FAQs · 03/12/2019 16:42

@Thickums I’m presuming @Mia1415 does it for the same reason I did, it’s not actually for us it’s because my daughter used to be excited about seeing me open a present so it was for her pleasure not mine. Otherwise she would be sad I hadn’t opened anything.

Growingexponentially · 03/12/2019 16:44

I wrap presents for myself for the same reason that another poster mentioned. I don't want my young children to think that mums shouldn't have/don't expect presents.
I also help the young one to wrap things that they buy/make for me.

BlueStocking007 · 03/12/2019 16:47

Husband is still pretty clueless and we've been together 25+. What I do is send links for a few things and anything from the list would be gratefully received. Daughter helps cause he's not tech savvy either.
I would NEVER wrap my own gift, I bought, that husband then refunded, I would tell him to shove it up his a&*e !

meyouandlulutoo · 03/12/2019 16:47

It does seem silly to wrap your own presents but sometimes it is understandable if you are with family who want to see you open something, especially if they don't know what your presents are. I get as excited to see what gifts other people unwrap as I do when I unwrap my own, for instance I enjoy watching my daughter, son inlaw and grandchildren open their presents from each other, it is fascinating to me to see what other people get each other for Christmas.

Thickums · 03/12/2019 16:51

So when people give their partners/loved ones a list and price limits.. E.g. don't spend more than £100 and i want this perfume that costs £30 and handbag that costs £70. Then your partner does the same (wants book costing 50 and game costing £50).

Why don't they just go buy it themselves and have done? You both are spending the exact same amount and getting a specific gift? Then wrapping them yourself and putting under the tree. So no surprises or sentimental value?

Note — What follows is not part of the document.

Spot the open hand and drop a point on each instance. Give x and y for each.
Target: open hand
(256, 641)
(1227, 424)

I think maybe it takes away the spirit of giving for me. I want to buy see something i know someone will love, buy it, wrap it and then see their faces on christmas day when suprised with it.
Its so nice to think 'omg so and so remembered i love that book/album etc' or 'so and so knows me so well, ive always wanted to do such and such, how did you know?'

I guess to me that is the spirit of gift giving and i want to give that and recieve that back.

Actually staying 'i want this exact bag. Buy it from this shop. Now give it to me to wrap'
Entirley takes away the spirit of giving/receiving. Its about the thought/sentiment behind it.